With 2 days to go before the EU summit regarding Brexit developments, time is running out for the UK government to come up with a solution to break the deadlock between British MP’s to find a solution for the UK to leave the European block in an orderly fashion.
In an unusual move, Prime Minister Theresa May has engaged in talks with the opposition party’s Jeremy Corban to see if a deal can be forged and although the talks look promising, a deal has still not been reached and the chances of the UK crashing out of the EU have not subsided.
The reason a no deal is still a real possibility is because of the EU’s stance on extending the Brexit deadline which they have vowed not to do if the British government cannot find a way to break the dealock and come up with a deal which means on Friday the UK by default will exit the EU without a deal which is expected to decimate the British pound.
"A longer delay would require the UK to participate in the EU Parliament elections scheduled for May 23-26, but Brussels would need clarity if more time will be needed for a second referendum or new elections for a Brexit rethink. These are hard questions that the UK needs to answer by the EU Summit on April 10. Until then, the legal default remains for the UK to exit the EU without a deal, which in turn, keeps open the risk for the Pound to fall," says Philip Wee, a foreign exchange strategist with DBS Bank in Singapore.

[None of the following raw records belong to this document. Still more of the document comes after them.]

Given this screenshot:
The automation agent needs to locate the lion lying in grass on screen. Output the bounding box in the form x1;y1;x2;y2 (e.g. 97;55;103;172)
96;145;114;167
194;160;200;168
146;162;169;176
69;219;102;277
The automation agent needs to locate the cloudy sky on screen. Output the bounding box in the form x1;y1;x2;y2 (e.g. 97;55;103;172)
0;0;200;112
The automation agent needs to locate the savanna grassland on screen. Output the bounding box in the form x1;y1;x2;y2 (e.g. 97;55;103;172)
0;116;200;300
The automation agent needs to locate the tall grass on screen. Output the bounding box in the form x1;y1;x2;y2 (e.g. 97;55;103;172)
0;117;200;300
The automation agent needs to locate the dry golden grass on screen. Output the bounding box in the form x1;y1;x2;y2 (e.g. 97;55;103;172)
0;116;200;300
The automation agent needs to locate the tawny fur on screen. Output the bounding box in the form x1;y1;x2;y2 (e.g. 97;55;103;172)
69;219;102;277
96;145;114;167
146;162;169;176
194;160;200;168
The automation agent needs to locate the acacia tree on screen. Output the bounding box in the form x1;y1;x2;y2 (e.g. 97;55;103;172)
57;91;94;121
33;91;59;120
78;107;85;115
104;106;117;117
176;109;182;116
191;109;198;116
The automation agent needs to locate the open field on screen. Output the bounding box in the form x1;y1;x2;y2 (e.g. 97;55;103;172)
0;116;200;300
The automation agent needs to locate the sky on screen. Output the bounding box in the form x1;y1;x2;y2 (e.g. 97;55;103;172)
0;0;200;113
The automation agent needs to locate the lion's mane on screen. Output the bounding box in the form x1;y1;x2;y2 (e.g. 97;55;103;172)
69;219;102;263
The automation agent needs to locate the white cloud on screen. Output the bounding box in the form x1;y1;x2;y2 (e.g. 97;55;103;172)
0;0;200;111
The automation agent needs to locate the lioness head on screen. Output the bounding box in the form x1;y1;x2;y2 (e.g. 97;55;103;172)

Some say all of this Drama surrounding Brexit has already taken its toll on the British economy and no matter what the outcome, the British economy has suffered major damage which will be felt for years to come.
So even if will do see a positive outcome in Brexit negotiations this week and a deal is reached for the UK to have a smooth and orderly exit from the EU, the damage may already be done and the chances of any major rally for the pound may be difficult.